The patient described above was initially diagnosed with HFrEF and experienced significant symptomatic improvement with GDMT, so she now has heart failure with improved ejection fraction (HFimpEF). In patients with HFimpEF after treatment, GDMT should be continued to prevent relapse of HF and LV dysfunction, even in patients who may become asymptomatic (Class 1, LOE B-R). Although symptoms, functional capacity, LVEF and reverse remodeling can improve with GDMT, structural abnormalities of the LV and its function do not fully normalize, causing symptoms and biomarker changes to persist or recur if treatment is deescalated.
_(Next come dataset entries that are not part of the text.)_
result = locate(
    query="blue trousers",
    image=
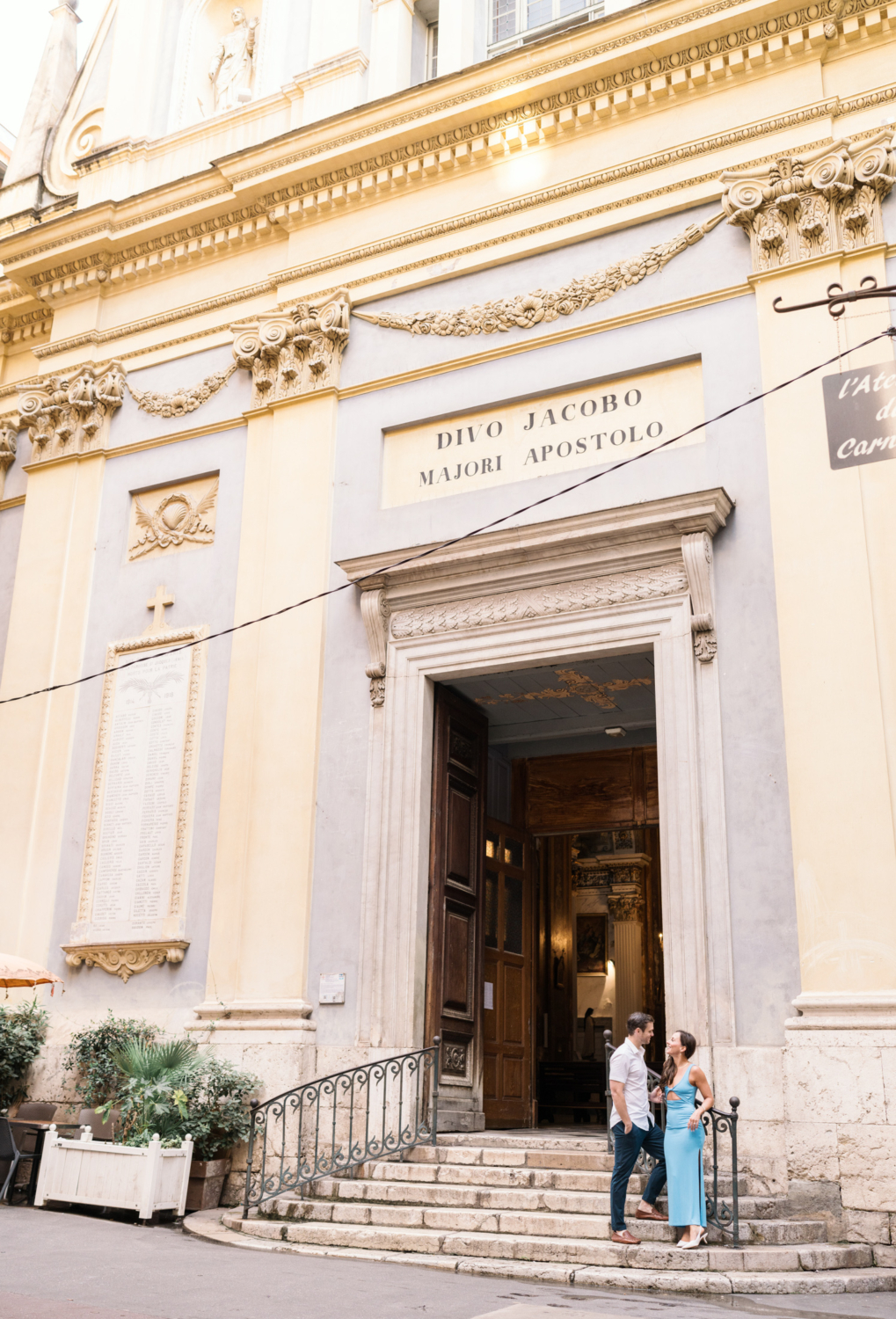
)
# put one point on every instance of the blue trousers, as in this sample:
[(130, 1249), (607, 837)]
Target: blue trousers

Improvements in EF do not always reflect sustained recovery; rather, they signify remission.
Of note, HF relapse can be defined by at least 1 of the following:
o A drop in the EF by >10% and to < 50%
o An increase in LVEDV by >10% and to higher than the normal range
o A 2-fold rise in NT-proBNP concentration and to > 400 ng/L
o Clinical evidence of HF on examination
Choice A is incorrect as it would be incorrect to discontinue spironolactone. A potassium of 5.1 is still within the acceptable limit in a patient who has been on Spironolactone for two years, and this medication is an important part of GDMT for HFrEF.
Despite the improvement in Hb A1c, empagliflozin should be continued for heart failure with improved ejection fraction, as it is part of routine GDMT of HFrEF even in the absence of diabetes. Choice B is thus incorrect.
Similarly, carvedilol should be continued at the same dose as the patient’s heart rate is within the desired range. Furthermore, all GDMT should be continued in patients with HFimpEF, as emphasized above. Choice C is therefore also incorrect.